Far EasTone Telecommunications Co (遠傳電信), the nation’s third-largest telecom operator, said yesterday it plans to double revenues from enterprise customers within three years with fixed-mobile convergence services for businesses.
Combining enterprise revenues from its fixed-line arm New Century InfoComm Tech Co (NCIC, 新世紀資通), Far EasTone’s enterprise revenues grew by double-digits, compared with the same period last year, NCIC president Jeffey Gee (紀竹律) said.
“The weakness in macro economy does not slow businesses’ usage of telecom services. Instead, they are increasing communications with customers, suppliers and employees using telecom technologies,” Gee said. “Increasing cross-strait trade exchanges also help.”
NCIC primarily provides firms such as Taiwan Semiconductor Manufacturing Co (台積電) and convenience chain store Taiwan FamilyMart Co (全家便利商店) with Internet phone service and Internet data centers (IDC), combining a virtual private network and Internet security service.
Far EasTone and NCIC together hold more than 10 percent of the nation’s NT$80 billion enterprise business market, behind Chunghwa Telecom Co (中華電信), which has roughly 70 percent, NCIC said.
“We hope to expand our market share to around 20 percent within three years,” said Daniel Chang (張嘉祥), a vice president of NCIC’s enterprise solution business unit, adding that “we hope to double enterprise revenues” by the end of 2011.

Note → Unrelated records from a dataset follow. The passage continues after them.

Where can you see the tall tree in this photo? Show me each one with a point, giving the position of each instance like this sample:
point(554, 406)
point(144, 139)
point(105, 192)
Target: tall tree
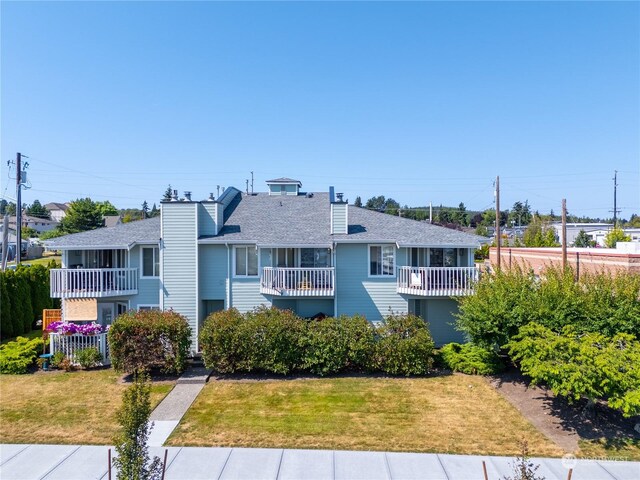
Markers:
point(83, 214)
point(36, 209)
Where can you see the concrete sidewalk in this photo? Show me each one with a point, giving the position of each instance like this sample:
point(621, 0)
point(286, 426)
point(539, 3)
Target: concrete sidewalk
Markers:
point(168, 413)
point(68, 462)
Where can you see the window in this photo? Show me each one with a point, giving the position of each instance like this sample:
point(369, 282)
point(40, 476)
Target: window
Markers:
point(246, 262)
point(150, 262)
point(382, 260)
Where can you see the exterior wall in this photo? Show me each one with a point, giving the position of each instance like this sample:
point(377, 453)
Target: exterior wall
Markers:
point(580, 259)
point(148, 288)
point(339, 220)
point(207, 217)
point(212, 272)
point(245, 294)
point(357, 293)
point(179, 261)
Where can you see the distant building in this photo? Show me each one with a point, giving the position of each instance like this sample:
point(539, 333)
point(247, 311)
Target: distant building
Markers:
point(624, 258)
point(57, 210)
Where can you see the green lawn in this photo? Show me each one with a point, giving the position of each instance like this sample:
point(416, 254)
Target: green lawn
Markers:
point(69, 408)
point(454, 414)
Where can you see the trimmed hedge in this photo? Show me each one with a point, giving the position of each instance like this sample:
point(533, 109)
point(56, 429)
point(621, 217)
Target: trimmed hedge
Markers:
point(470, 359)
point(144, 340)
point(24, 293)
point(16, 357)
point(404, 346)
point(277, 341)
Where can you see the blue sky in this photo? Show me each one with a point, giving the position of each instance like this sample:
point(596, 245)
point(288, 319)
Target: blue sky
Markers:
point(419, 101)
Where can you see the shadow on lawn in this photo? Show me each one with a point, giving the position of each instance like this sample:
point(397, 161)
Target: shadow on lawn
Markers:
point(599, 423)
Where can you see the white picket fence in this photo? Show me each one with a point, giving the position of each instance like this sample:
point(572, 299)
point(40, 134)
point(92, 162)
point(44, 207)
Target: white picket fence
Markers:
point(70, 344)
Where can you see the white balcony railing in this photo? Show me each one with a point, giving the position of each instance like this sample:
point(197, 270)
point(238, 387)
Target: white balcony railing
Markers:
point(93, 282)
point(437, 281)
point(70, 344)
point(298, 282)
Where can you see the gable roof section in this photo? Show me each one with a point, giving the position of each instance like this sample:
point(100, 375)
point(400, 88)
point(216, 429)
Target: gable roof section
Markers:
point(269, 220)
point(124, 235)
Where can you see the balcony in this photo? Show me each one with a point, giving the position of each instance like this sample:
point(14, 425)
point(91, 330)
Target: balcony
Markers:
point(93, 282)
point(437, 281)
point(297, 282)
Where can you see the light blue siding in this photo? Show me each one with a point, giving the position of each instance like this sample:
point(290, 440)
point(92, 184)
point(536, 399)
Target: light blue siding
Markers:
point(180, 260)
point(339, 218)
point(148, 288)
point(213, 272)
point(245, 294)
point(357, 293)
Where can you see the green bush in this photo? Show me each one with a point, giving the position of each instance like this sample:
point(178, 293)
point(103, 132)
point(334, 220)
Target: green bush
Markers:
point(511, 298)
point(404, 346)
point(575, 365)
point(470, 359)
point(140, 341)
point(332, 345)
point(16, 357)
point(88, 357)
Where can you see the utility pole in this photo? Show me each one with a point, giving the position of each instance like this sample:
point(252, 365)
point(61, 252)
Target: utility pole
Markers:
point(18, 207)
point(615, 198)
point(564, 234)
point(498, 221)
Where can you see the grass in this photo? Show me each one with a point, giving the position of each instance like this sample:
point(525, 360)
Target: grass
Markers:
point(454, 414)
point(68, 408)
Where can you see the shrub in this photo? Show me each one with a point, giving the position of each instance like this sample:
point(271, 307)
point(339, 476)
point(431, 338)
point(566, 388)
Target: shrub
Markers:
point(332, 345)
point(470, 359)
point(576, 366)
point(140, 341)
point(133, 460)
point(16, 357)
point(88, 357)
point(404, 346)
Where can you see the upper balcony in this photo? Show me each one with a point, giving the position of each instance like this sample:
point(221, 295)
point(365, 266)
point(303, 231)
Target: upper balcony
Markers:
point(437, 281)
point(298, 282)
point(93, 282)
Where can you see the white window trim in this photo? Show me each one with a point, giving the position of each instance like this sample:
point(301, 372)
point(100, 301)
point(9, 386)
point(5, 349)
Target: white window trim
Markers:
point(369, 260)
point(142, 275)
point(147, 306)
point(235, 247)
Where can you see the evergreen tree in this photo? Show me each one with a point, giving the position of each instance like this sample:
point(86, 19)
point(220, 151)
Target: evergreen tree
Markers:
point(82, 215)
point(6, 321)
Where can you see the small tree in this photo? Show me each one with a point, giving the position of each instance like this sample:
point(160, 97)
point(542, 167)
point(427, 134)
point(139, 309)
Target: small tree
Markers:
point(133, 460)
point(583, 240)
point(614, 236)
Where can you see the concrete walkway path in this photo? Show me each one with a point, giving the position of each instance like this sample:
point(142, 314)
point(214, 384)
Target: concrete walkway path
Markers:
point(71, 462)
point(168, 413)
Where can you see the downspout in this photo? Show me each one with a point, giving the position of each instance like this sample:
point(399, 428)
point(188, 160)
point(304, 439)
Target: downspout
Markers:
point(228, 276)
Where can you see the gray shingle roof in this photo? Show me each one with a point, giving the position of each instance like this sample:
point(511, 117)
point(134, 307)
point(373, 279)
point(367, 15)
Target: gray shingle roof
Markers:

Far EasTone and NCIC want to expand revenues from corporate customers to around NT$15 billion from about NT$7 billion this year, NCIC said. Last year, Far EasTone reported NT$62.52 billion in consolidated revenues.
Gee also said Far EasTone would not proceed with a proposed alliance with China’s biggest telecom, China Mobile Ltd (中國移動), until the National Communications Commission (NCC) revises the law to allow for such investment.
Gee was named to lead a task force for the tie-up.
The NCC has said it has no plan to lift the ban on Chinese investment in major telecom firms.